Shanghai's new tax rebate policy, which is reserved for low- and mid-income families, has offered financial aid to 606 households in its first month, the local housing authority said yesterday.
Effective on December 1, the policy offers tax rebates to families buying apartments costing less than 250,000 yuan (US$30,120), or smaller than 90 square meters and priced below 3,500 yuan per square meter. It is valid for purchases from June 1, 2003 to May 31, 2008.
The policy allows the targeted families to get up to a 15 percent rebate in the property value of the first home they buy.
Jointly drafted by the Shanghai Housing and Land Administrative Bureau and Shanghai Finance and Taxation Bureau, the new tax policy spells out clearly the definition of low- and mid-income families in a bid to exclude the rich from benefiting from the tax rebate.
In 2003, for instance, the criterion was that the annual income of the family should be below 13,250 yuan per capita.
The city's average disposable income was 14,867 yuan per capita last year, one of the highest in the country but not high enough to keep up with Shanghai's soaring housing prices.

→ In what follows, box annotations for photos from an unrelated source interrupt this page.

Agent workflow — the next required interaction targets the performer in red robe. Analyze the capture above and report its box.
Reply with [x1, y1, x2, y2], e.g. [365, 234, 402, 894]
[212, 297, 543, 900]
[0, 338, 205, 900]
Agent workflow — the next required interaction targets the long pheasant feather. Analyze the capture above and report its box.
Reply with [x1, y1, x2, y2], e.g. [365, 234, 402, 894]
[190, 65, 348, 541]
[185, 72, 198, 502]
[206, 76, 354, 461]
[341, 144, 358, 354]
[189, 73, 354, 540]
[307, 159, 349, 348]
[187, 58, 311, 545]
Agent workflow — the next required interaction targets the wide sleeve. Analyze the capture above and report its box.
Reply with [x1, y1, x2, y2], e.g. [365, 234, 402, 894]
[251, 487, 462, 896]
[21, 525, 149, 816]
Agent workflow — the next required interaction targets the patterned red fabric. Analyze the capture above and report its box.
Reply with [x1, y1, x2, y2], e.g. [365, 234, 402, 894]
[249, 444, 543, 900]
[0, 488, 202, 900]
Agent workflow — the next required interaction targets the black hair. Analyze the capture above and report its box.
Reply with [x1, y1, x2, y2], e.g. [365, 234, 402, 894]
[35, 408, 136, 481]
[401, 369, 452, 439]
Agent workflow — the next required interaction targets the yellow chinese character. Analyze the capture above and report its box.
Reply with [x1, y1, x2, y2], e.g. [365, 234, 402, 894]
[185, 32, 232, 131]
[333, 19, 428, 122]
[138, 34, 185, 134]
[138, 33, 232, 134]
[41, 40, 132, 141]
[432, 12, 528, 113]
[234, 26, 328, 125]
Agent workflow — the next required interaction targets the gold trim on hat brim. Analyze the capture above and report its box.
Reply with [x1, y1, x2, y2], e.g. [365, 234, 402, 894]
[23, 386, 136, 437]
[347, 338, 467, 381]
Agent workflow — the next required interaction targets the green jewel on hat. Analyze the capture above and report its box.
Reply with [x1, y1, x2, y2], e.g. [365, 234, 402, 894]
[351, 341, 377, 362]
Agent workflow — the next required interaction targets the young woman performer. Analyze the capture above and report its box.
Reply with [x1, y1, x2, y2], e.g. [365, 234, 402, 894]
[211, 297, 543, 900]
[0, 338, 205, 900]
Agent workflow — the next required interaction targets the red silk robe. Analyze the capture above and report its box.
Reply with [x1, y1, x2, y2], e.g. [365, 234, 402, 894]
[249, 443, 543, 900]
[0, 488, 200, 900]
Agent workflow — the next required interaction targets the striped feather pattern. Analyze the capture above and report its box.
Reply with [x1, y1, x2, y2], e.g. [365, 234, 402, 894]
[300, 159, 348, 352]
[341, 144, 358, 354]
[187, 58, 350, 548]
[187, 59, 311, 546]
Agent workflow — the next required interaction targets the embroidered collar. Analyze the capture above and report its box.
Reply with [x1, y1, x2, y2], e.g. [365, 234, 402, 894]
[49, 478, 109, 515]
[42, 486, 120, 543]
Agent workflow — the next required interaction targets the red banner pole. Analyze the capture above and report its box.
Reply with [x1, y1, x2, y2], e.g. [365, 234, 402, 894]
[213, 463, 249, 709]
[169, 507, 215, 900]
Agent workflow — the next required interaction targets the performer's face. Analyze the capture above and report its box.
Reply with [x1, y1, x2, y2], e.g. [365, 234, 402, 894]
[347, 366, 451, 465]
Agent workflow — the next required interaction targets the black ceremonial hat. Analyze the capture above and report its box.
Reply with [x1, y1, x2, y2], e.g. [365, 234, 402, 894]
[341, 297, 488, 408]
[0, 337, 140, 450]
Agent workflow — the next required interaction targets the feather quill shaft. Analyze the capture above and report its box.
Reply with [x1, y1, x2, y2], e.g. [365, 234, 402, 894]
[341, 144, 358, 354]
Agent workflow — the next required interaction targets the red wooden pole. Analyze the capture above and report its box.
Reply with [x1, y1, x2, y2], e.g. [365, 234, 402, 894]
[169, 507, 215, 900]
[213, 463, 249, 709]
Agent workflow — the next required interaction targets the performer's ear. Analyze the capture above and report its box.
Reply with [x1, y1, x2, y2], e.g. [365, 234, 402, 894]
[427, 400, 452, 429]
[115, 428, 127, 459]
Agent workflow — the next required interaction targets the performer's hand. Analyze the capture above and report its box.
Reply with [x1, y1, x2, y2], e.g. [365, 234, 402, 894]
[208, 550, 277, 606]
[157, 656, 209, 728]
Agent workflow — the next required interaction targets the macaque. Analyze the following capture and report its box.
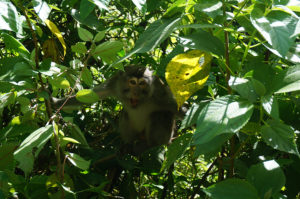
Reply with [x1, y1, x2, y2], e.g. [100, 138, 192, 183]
[54, 65, 179, 155]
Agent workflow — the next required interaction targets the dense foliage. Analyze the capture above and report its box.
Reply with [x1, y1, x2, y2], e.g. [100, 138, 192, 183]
[0, 0, 300, 199]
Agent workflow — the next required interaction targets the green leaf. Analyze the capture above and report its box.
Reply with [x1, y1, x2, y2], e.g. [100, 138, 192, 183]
[13, 62, 35, 77]
[195, 0, 223, 18]
[250, 3, 298, 57]
[179, 30, 225, 56]
[164, 0, 187, 17]
[193, 95, 253, 145]
[1, 33, 30, 59]
[93, 41, 123, 63]
[71, 42, 87, 54]
[194, 133, 233, 157]
[68, 123, 89, 148]
[228, 76, 258, 102]
[251, 78, 266, 96]
[90, 0, 110, 10]
[114, 17, 181, 65]
[261, 120, 299, 156]
[247, 160, 285, 199]
[78, 27, 94, 41]
[261, 95, 279, 119]
[180, 103, 207, 129]
[79, 0, 95, 20]
[0, 0, 23, 34]
[66, 153, 91, 170]
[204, 178, 259, 199]
[49, 76, 70, 89]
[162, 133, 193, 170]
[31, 0, 51, 21]
[14, 125, 53, 175]
[0, 92, 17, 110]
[132, 0, 147, 14]
[81, 67, 93, 86]
[0, 142, 18, 170]
[263, 42, 300, 63]
[275, 65, 300, 93]
[76, 89, 99, 104]
[94, 30, 106, 42]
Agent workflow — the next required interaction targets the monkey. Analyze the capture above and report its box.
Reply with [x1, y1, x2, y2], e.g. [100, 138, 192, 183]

By the end of last year, Shanghai's average housing price was up to 6,000 yuan per square meter.
The 606 families bought apartments totaling 32,284 square meters costing 121.4 million yuan last month, the housing bureau reported.
With relatively lower housing prices, Baoshan, Pudong and Minhang districts saw most applicants among the city's 18 districts and one county - more than 77 families - applying in the first month. No family in Jing'an District got tax rebate.
The policy required that the family applying for the tax rebate should not have bought a residential property in Shanghai, even budget homes, before.